I am trying to use a font awesome icon in a widget that is installed on a customers website. The font awesome icons displays correctly in Safari and Chrome but doesnt in Firefox. However, it still displays correctly in Firefox when previewing it on our site. Does this have something to do with how Firefox displays third party fonts across domains?
Any ideas would be greatly appreciated. Thanks.
Note: This was tested using Firefox V9 and above.
Firefox only allows cross-domain linking of fonts if the server the font is on sends the right CORS headers. And it does this because the spec very clearly says to do it, at http://dev.w3.org/csswg/css3-fonts/#default-same-origin-restriction
I notice a strange behaviour, probably related to the firefox security policies.

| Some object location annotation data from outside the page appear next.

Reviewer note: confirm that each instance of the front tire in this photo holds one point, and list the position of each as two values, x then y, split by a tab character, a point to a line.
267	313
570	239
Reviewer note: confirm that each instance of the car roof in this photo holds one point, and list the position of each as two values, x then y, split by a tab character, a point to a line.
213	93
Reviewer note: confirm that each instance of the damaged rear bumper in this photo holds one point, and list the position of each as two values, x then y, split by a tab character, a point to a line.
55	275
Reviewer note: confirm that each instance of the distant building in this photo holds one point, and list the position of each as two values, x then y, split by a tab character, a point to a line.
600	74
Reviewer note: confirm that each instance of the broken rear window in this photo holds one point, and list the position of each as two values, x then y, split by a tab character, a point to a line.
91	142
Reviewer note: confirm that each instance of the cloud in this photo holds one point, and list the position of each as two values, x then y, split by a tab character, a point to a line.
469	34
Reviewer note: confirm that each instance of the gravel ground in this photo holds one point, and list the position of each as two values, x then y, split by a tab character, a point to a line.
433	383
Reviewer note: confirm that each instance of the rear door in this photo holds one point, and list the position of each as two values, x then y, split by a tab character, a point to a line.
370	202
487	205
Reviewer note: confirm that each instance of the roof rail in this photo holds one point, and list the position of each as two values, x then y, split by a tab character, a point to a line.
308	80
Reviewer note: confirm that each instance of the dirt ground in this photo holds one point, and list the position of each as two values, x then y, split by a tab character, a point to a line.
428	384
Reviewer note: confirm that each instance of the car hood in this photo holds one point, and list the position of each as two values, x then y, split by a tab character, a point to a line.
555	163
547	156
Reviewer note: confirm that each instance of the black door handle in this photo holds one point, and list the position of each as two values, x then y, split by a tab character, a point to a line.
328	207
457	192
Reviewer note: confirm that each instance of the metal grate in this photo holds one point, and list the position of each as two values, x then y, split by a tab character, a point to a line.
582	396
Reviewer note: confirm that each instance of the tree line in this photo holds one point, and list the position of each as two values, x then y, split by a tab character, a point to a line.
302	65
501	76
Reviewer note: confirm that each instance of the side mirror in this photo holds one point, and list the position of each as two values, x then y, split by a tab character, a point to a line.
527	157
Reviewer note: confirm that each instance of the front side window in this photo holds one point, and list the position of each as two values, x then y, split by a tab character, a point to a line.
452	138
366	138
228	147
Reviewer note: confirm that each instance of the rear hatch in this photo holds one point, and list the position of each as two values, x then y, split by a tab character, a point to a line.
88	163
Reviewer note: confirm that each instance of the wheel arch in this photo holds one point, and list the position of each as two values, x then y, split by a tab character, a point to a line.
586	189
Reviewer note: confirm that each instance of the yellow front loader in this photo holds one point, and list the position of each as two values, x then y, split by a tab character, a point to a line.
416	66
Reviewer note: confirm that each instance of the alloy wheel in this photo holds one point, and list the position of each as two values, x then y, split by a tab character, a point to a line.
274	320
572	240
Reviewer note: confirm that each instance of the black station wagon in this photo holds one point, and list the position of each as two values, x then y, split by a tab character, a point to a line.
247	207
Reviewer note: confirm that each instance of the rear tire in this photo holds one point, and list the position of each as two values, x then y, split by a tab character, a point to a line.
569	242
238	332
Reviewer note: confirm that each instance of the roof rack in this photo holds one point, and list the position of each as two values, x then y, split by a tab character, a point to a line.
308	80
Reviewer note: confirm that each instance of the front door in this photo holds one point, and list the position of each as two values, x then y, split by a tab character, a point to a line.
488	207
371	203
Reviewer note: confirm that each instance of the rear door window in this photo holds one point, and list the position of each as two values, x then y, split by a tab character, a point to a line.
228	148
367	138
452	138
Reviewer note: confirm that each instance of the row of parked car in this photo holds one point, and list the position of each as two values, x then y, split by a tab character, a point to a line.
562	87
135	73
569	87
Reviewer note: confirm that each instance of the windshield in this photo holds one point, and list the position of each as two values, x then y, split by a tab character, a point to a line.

I had the same problems with a project configuration like so:
/site/html <--- where all the .html files go
/site/resources/... <--- where all the css, font, img, js stuff goes
now, I included the font-awesome.min.css in an html file located under the /site/html directory and I experimented your problem.
But when you download the Font Awesome package it is shipped with html demo files that actually works in firefox. What's the trick?!
Their project structure has the "resources" folder (they call it "assets") nested inside the "html" folder. This seems to calm down the firefox security policy.
Finally, my answer is: get a configuration like the following
/site/html <--- where all the .html files go
/site/html/resources/... <--- where all the css, font, img, js stuff goes
it worked for me.
If you are hosting your font on S3, you have to enable CORS on the bucket. See my answer to this other question for details
MaxCDN identified and fix this issue. They set the right CORS headers and embedding this line to your website should work:
<link href="//maxcdn.bootstrapcdn.com/font-awesome/4.2.0/css/font-awesome.min.css" rel="stylesheet">
Firefox blocks Cross-Origin Request.
Firefox disallows reading the remote resource due to Same Origin Policy for below CDN:
https://maxcdn.bootstrapcdn.com/font-awesome/4.1.0/css/font-awesome.min.css
I dug little to fix CORS issue instead I replaced above CDN with below one and icons rendering fine:
<link href="https://cdnjs.cloudflare.com/ajax/libs/font-awesome/4.1.0/css/font-awesome.min.css" media="all" rel="stylesheet" type="text/css">
Use direct link for including css files , also make sure you don't get a cross-domain error in the debugging console .
For example when you access your website from :
http://www.domain.tld make sure you link css file from the same path including www
like so : http://www.domain.tld/css/style.css
and when you access from http:// > link css files also from that very same path without www.
http://domain.tld/css/style.css
i got that issue some time ago and it was fixed by modifying css paths to request css files from the "same" web address / path .
example:
you can view font awesome icons in this path
http://webake.ro/
But not in this one :
http://www.webake.ro/
because the font was linked from within http://domain.tld path without adding www. in the
link href=
Font from origin 'http://webake.ro' has been blocked from loading by Cross-Origin Resource Sharing policy: No 'Access-Control-Allow-Origin' header is present on the requested resource. Origin 'http://www.webake.ro' is therefore not allowed access.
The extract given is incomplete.